The Berlin data protection registrar (Berliner Beauftragter für
Datenschutz und Informationsfreiheit) has completed an investigation into employee monitoring by Deutsche Bahn, the German federal railway company. On 16 October 2009 he imposed a fine on Deutsche Bahn of €1.1 million. The company had fourteen days to appeal the fine, but a press release
from the Berlin regulator dated 23 October 2009 suggests that Deutsche Bahn have accepted the fine.

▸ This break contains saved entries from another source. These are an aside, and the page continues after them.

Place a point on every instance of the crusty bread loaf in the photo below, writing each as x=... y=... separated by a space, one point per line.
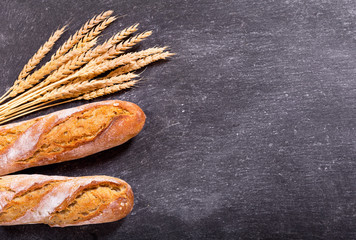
x=63 y=201
x=68 y=134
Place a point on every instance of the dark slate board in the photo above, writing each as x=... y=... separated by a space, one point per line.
x=250 y=128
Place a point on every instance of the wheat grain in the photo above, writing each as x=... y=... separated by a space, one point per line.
x=140 y=63
x=79 y=88
x=48 y=68
x=107 y=90
x=95 y=32
x=41 y=53
x=33 y=62
x=74 y=39
x=72 y=91
x=72 y=73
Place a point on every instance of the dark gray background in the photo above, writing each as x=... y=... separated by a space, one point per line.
x=250 y=128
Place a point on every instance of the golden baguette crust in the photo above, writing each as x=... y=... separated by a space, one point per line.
x=68 y=202
x=91 y=128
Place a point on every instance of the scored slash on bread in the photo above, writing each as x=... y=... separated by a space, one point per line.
x=68 y=134
x=63 y=201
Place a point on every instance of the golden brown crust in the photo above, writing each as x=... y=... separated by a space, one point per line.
x=91 y=128
x=63 y=201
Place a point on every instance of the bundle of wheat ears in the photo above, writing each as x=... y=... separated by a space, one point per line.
x=79 y=69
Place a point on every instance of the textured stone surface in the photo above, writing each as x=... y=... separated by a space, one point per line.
x=250 y=129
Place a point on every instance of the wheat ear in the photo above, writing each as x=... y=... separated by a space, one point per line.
x=35 y=60
x=107 y=90
x=74 y=39
x=95 y=32
x=45 y=70
x=88 y=96
x=140 y=63
x=72 y=91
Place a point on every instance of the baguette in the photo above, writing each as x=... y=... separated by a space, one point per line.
x=63 y=201
x=68 y=134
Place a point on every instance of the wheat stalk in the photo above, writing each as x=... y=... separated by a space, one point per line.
x=75 y=70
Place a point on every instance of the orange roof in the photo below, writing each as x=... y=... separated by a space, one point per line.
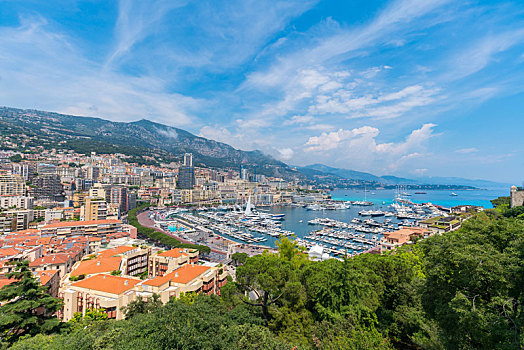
x=115 y=251
x=158 y=281
x=5 y=281
x=8 y=251
x=60 y=258
x=187 y=273
x=44 y=240
x=173 y=253
x=45 y=276
x=81 y=223
x=117 y=235
x=94 y=266
x=107 y=283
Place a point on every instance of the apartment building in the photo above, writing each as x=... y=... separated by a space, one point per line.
x=93 y=228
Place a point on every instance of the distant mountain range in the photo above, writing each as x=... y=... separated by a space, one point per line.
x=149 y=142
x=143 y=139
x=321 y=169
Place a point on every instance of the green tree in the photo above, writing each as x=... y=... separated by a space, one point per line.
x=141 y=306
x=91 y=317
x=17 y=158
x=239 y=258
x=28 y=309
x=265 y=277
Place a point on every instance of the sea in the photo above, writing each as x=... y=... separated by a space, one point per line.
x=296 y=219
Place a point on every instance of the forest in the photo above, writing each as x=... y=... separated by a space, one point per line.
x=459 y=290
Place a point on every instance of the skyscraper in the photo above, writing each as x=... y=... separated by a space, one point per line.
x=186 y=173
x=188 y=159
x=119 y=198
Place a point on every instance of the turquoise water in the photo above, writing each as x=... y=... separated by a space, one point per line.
x=438 y=197
x=296 y=219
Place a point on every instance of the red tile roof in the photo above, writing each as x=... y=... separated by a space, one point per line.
x=45 y=276
x=60 y=258
x=81 y=223
x=94 y=266
x=107 y=283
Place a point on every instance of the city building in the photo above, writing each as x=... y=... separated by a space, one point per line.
x=186 y=173
x=93 y=209
x=48 y=186
x=12 y=185
x=517 y=196
x=165 y=262
x=87 y=228
x=20 y=202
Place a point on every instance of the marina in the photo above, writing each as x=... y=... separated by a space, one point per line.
x=341 y=228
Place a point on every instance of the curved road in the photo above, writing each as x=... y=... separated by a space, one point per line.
x=144 y=220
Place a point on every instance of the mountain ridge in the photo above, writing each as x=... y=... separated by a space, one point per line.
x=395 y=180
x=139 y=138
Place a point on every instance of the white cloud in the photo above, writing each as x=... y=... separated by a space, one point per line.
x=62 y=80
x=467 y=150
x=299 y=119
x=359 y=147
x=286 y=154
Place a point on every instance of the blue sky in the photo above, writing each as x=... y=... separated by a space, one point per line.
x=405 y=87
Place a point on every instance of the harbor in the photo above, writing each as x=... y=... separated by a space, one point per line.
x=341 y=228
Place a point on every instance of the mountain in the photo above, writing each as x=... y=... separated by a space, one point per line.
x=325 y=170
x=465 y=182
x=142 y=139
x=343 y=173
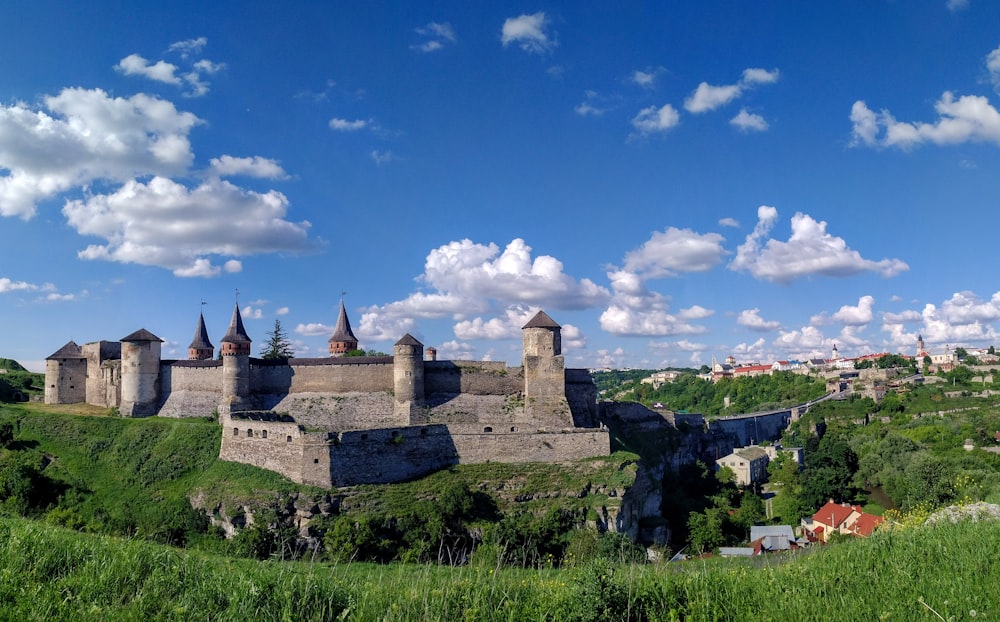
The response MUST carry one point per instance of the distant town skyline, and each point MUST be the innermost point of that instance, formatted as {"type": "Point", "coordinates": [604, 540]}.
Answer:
{"type": "Point", "coordinates": [669, 182]}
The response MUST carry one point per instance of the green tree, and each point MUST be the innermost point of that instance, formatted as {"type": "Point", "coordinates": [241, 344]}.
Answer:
{"type": "Point", "coordinates": [277, 345]}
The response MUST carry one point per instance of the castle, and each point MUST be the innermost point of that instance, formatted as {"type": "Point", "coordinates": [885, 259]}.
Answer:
{"type": "Point", "coordinates": [346, 420]}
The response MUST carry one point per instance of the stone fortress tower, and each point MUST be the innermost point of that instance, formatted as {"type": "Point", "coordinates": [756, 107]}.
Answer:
{"type": "Point", "coordinates": [343, 340]}
{"type": "Point", "coordinates": [140, 374]}
{"type": "Point", "coordinates": [337, 420]}
{"type": "Point", "coordinates": [235, 366]}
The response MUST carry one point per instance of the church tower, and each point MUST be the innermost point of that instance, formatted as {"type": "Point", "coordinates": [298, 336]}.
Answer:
{"type": "Point", "coordinates": [235, 365]}
{"type": "Point", "coordinates": [343, 339]}
{"type": "Point", "coordinates": [201, 349]}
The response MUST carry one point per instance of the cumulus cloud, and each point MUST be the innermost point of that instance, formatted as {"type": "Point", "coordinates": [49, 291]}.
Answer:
{"type": "Point", "coordinates": [229, 166]}
{"type": "Point", "coordinates": [467, 278]}
{"type": "Point", "coordinates": [750, 318]}
{"type": "Point", "coordinates": [84, 136]}
{"type": "Point", "coordinates": [169, 73]}
{"type": "Point", "coordinates": [809, 251]}
{"type": "Point", "coordinates": [646, 78]}
{"type": "Point", "coordinates": [673, 251]}
{"type": "Point", "coordinates": [529, 32]}
{"type": "Point", "coordinates": [970, 118]}
{"type": "Point", "coordinates": [653, 120]}
{"type": "Point", "coordinates": [636, 311]}
{"type": "Point", "coordinates": [344, 125]}
{"type": "Point", "coordinates": [434, 36]}
{"type": "Point", "coordinates": [163, 223]}
{"type": "Point", "coordinates": [160, 71]}
{"type": "Point", "coordinates": [749, 122]}
{"type": "Point", "coordinates": [707, 97]}
{"type": "Point", "coordinates": [856, 315]}
{"type": "Point", "coordinates": [993, 67]}
{"type": "Point", "coordinates": [807, 342]}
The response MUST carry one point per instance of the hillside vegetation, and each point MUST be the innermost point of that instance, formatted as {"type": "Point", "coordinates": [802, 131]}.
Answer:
{"type": "Point", "coordinates": [947, 571]}
{"type": "Point", "coordinates": [138, 477]}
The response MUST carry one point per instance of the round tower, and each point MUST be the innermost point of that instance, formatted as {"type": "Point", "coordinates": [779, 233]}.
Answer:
{"type": "Point", "coordinates": [235, 347]}
{"type": "Point", "coordinates": [140, 379]}
{"type": "Point", "coordinates": [343, 340]}
{"type": "Point", "coordinates": [408, 375]}
{"type": "Point", "coordinates": [201, 349]}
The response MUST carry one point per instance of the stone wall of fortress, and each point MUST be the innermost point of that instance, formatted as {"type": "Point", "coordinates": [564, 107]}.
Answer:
{"type": "Point", "coordinates": [381, 455]}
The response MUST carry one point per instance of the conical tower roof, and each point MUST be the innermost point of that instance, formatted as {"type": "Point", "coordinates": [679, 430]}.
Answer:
{"type": "Point", "coordinates": [201, 341]}
{"type": "Point", "coordinates": [343, 332]}
{"type": "Point", "coordinates": [236, 332]}
{"type": "Point", "coordinates": [541, 320]}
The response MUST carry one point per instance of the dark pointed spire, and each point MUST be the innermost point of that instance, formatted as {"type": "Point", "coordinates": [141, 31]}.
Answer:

Amongst other infringements, the company had been found to have monitored hundreds of thousands of employee e-mails and searching their computer hard drives. During 2006 and 2007 all employee external email accounts were monitored. This was a major scandal in Germany when the story first broke, which led the Deutsche Bahn CEO at the time, Hartmut Mehdorn to announce his resignation in March 2009, to be replaced by former Daimler executive Ruediger Grube.
In contrast, if Network Rail and all the train operating companies in the UK were found to have breached the Data Protection Act 1998 in a similar way, the most the Information Commission could do is impose upon them an enforcement notice. Only if this notice were breached could the relevant company be prosecuted and fined a paltry £5,000. Fining powers are included in the Data Protection Act 1998 (ss. 55A-55E), but these have yet to be brought into effect by the Government.